State laws are very specific about what can and can't be in a will, trust, or medical or financial power of attorney; who can and can't serve as a ​personal representative, trustee, health care surrogate or attorney in fact; who can and can't be a witness to a will, trust, or medical or financial power of attorney; and what formalities must be observed when signing a will, trust, or medical or financial power of attorney.

For example, in Florida, a personal representative must either be related to you by blood or marriage or, if not, then a resident of the state. Time and time again I see wills of Florida residents that designate a friend or attorney from out of state as the personal representative. These non-resident, non-relatives simply can't serve, and in fact, won't be allowed to serve, in Florida. Working with a qualified estate planning attorney will help you to avoid this kind of simple and yet costly mistake.
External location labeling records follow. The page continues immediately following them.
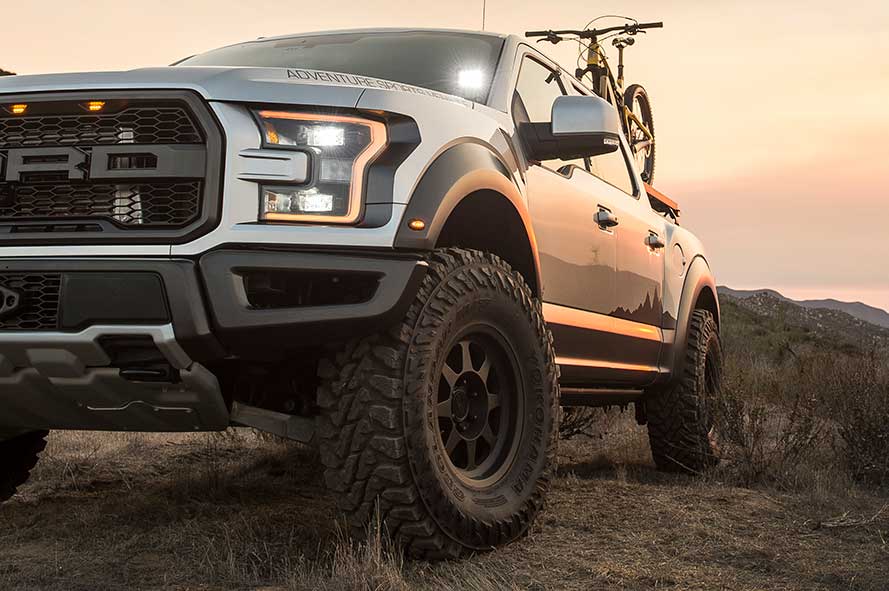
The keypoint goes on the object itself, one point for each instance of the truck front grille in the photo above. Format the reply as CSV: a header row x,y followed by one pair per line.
x,y
145,169
39,308
135,125
158,204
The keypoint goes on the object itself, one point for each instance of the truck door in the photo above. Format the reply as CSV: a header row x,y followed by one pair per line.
x,y
577,259
640,260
Without an Estate Lawyer, the Buyer Must Beware

The old Latin saying, “Caveat Emptor,” or “Buyer Beware,” certainly applies to estate planning. If you think that you'll be saving a few dollars by using forms found on the internet or in a do-it-yourself book to prepare your estate planning documents, then your family will be in for a rude awakening when they learn that part or all of your will, trust, or medical or financial power of attorney isn't legally valid or won't work as you had anticipated.

Thousands of dollars will then be spent by your loved ones working with a qualified estate planning attorney after the fact to fix your mistakes.

Estate Lawyers Can Help Sort Out Complex Family or Financial Situations​

Take a look at your life and your assets to see if you fit into one or more of the following categories:

  • You're in a second (or later) marriage
  • You own one or more businesses
  • You own real estate in more than one state
  • You have a disabled family member
  • You have minor children
  • You have problem children
  • You don't have any children
  • You want to leave some or all of your estate to charity
  • You have substantial assets in 401(k)s and/or IRAs
  • You were recently divorced
  • You recently lost a spouse or other family member
  • You have a taxable estate for federal and/or state estate tax purposes

If one or more of these situations apply to you, then you'll need the counseling and advice of an experienced estate planning attorney to create your estate planning documents. Otherwise, it may be a probate lawyer and your state's department of revenue and/or the IRS that will receive the largest chunk of your estate.